Wenn ich bei einem Richter anrufe(n muss), ist es in den allerseltensten Fällen dringend, aber es ist halt nervig, wenn ich stets die Mitteilung der Geschäftsstelle (wenn dort der Hörer denn abgenommen wird..) erhalte, dass der Richter nicht im Haus sei und ich es zum Zeitpunkt x nochmal versuchen könne, dann sei er vielleicht zu erreichen. Das passt dann vielleicht nicht mit meiner Zeitplanung zusammen und überhaupt muss ich dann daran denken, zu dieser Zeit anzurufen, und die Akte bis dahin weglegen und mich dann erst wieder gedanklich reinfuchsen. Es ist mit mehr Arbeit verbunden.

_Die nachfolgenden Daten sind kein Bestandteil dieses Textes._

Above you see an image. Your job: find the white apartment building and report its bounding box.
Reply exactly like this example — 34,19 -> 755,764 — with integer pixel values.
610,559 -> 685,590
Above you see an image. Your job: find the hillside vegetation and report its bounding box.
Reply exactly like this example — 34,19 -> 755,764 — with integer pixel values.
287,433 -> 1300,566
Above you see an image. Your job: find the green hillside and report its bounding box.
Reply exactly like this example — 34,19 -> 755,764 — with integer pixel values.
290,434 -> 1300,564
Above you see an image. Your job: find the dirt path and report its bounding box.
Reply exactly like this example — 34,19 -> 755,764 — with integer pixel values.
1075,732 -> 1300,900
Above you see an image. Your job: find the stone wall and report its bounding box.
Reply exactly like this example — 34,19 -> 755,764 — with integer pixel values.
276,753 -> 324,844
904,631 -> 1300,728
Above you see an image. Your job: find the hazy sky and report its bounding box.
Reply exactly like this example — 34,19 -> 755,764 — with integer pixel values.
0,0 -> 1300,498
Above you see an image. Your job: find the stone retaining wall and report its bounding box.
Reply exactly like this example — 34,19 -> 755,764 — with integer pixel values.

Mir geht es wirklich nicht darum, einen Richter stets und ständig anrufen zu können, das erwarte ich nicht und das kann ich als Anwältin selbst auch nicht leisten (auch wenn manche Mandanten, vor allem die, die eh nicht verstehen, wofür Anwälte überhaupt Geld kriegen, der Auffassung zu sein scheinen, dass das zu meiner Jobbeschreibung gehört), aber man kann als Richter vielleicht etwas Verständnis dafür haben, dass es für Anwälte durchaus doof sein kann, wenn man dem Richter hinterhertelefonieren muss. Und manchmal "muss" man das durchaus; ich hatte letztes Jahr eine Situation, da war eine richterliche Verfügung mir unvollständig bzw. unrichtig übersandt worden und das Gericht warf mir dann vor, dass ich seine Verfügung nicht korrekt beachtet hätte - da ich nicht verstand, wo überhaupt das Problem lag, habe ich zum Telefon gegriffen und die Situation mit dem Richter fernmündlich geklärt. Das hätte ich zwar auch schriftlich erledigen können, aber das hätte einen umfangreichen Schriftwechsel zur Folge gehabt, telefonisch konnte das Problem ad hoc erkannt und für den Richter und für mich verständlich gelöst werden. Auch da musste ich allerdings mehrmals bei Gericht anrufen, bis dieses Telefonat mit dem Richter geführt werden konnte. Wie gesagt, ich weiß und kann nachvollziehen, dass Richter nicht immer erreichbar sind, aber das darf ich als Anwältin schon schade und nervig finden, ohne dass ich mir vom Richter sagen lassen muss, seine richterliche Freiheit erlaube es ihm aber, nur montags, mittwochs und donnerstags zwischen 9:15 und 9:30 Uhr telefonisch erreichbar sein zu müssen, und ich solle mich da doch nicht so anstellen (mal überspitzt formuliert).